Container tasks follow consistent patterns:

  • Firewall configuration
  • Container image specification via variables
  • Service configuration through imported task files
  • Tag-based selective deployment

Tagging Strategy

Tasks are tagged by service/component for selective deployment:

  • caddy - Web server tasks (replaced nginx)
  • ddns - Dynamic DNS tasks
  • drone - CI/CD tasks (decommissioned)
  • hass - Home Assistant tasks
  • Common infrastructure tags like common, ssl

Configuration Files

  • ansible.cfg - Ansible configuration with performance optimizations
  • .yamllint.yml - YAML linting rules (braces disabled)
  • .lint-vars.sh - Ansible-lint skip configuration
  • requirements.txt - Python dependencies with pinned versions

Target Environment

  • Single target host: home.debyl.io
  • OS: Fedora (ansible_user: fedora)
  • Container runtime: Podman
  • Web server: Caddy with automatic HTTPS and built-in security (replaced nginx + ModSecurity)
  • All services accessible via HTTPS with automatic certificate renewal
  • CI/CD: Drone CI infrastructure completely decommissioned

Remote SSH Commands for Service Users

The podman user (and other service users) have /bin/nologin as their shell.
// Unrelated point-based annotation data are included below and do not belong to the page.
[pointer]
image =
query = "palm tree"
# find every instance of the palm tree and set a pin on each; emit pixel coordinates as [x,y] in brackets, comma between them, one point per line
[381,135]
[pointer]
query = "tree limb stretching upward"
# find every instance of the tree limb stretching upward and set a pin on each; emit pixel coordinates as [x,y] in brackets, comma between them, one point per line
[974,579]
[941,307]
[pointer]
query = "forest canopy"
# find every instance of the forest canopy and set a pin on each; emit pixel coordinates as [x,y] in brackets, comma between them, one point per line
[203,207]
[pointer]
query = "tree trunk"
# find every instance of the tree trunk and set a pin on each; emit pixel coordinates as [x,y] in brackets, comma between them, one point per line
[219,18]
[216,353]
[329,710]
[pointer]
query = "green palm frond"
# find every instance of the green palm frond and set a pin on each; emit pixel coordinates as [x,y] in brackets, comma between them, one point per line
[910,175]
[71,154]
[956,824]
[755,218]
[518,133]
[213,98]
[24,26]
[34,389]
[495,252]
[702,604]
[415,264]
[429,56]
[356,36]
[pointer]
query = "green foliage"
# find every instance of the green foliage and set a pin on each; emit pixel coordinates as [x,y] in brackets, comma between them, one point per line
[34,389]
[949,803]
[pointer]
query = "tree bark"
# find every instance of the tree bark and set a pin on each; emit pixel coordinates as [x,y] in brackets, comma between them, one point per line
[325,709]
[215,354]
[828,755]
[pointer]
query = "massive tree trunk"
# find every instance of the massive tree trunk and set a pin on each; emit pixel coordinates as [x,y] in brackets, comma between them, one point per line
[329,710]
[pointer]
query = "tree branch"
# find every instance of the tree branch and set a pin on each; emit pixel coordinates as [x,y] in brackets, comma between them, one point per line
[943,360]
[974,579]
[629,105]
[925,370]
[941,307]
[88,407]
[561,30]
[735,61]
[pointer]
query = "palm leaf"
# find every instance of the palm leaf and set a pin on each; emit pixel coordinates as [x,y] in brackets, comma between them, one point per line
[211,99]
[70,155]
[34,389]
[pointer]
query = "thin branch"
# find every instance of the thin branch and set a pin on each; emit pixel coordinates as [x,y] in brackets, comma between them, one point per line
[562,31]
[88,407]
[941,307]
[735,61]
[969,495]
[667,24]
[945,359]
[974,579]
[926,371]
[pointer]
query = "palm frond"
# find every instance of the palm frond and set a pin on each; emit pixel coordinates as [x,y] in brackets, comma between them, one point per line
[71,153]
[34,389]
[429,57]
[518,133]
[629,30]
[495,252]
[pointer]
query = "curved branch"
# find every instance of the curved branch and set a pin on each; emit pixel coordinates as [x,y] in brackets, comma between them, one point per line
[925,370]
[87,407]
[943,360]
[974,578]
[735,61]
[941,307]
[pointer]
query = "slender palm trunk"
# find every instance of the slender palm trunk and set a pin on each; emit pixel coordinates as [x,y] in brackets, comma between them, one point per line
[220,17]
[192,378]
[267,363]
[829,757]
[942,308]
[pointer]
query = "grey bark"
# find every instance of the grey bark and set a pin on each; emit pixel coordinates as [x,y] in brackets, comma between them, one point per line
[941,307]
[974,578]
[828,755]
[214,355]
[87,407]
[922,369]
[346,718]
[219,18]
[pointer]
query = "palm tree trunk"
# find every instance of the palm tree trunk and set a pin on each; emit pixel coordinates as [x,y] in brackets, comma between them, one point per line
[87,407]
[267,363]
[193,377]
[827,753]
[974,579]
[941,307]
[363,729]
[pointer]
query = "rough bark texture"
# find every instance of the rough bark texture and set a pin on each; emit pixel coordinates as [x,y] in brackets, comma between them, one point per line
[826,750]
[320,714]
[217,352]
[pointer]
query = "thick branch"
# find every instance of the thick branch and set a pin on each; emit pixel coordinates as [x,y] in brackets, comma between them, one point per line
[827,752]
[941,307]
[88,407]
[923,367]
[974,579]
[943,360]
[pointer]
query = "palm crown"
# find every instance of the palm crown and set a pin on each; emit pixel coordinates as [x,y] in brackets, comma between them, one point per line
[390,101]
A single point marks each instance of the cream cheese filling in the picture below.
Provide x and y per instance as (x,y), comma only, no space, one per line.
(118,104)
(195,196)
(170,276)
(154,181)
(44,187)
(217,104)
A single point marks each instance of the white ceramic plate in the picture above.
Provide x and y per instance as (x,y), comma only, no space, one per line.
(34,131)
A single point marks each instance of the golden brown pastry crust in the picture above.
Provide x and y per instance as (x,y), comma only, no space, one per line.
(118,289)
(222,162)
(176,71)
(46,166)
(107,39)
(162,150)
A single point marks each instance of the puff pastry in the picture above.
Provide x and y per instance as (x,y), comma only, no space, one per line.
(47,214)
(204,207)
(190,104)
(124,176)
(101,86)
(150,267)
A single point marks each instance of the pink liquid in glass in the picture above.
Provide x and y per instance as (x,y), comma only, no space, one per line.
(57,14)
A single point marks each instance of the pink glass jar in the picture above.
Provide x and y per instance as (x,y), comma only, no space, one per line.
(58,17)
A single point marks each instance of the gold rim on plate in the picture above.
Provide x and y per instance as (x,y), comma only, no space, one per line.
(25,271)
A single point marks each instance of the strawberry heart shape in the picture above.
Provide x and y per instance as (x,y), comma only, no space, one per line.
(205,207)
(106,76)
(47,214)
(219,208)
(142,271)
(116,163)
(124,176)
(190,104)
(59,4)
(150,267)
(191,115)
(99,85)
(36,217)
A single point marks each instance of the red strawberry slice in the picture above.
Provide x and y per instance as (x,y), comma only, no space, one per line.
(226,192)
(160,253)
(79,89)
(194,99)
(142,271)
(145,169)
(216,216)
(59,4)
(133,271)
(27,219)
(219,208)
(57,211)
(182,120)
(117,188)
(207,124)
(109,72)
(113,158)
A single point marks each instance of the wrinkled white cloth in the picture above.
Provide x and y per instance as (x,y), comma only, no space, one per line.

To run commands as these users via SSH:

  • One-off commands: sudo -H -u podman bash -c 'command here'
  • Interactive shell: sudo -H -u podman bash -c 'cd; bash'
  • systemctl --user requires XDG_RUNTIME_DIR:
    sudo -H -u podman bash -c 'export XDG_RUNTIME_DIR=/run/user/$(id -u); systemctl --user <action> <service>'
    

Podman is a user-specific (rootless) container runtime, not a system service like Docker. The user context matters for all podman and systemctl --user operations. The default SSH user (fedora) has sudo access and can run commands directly.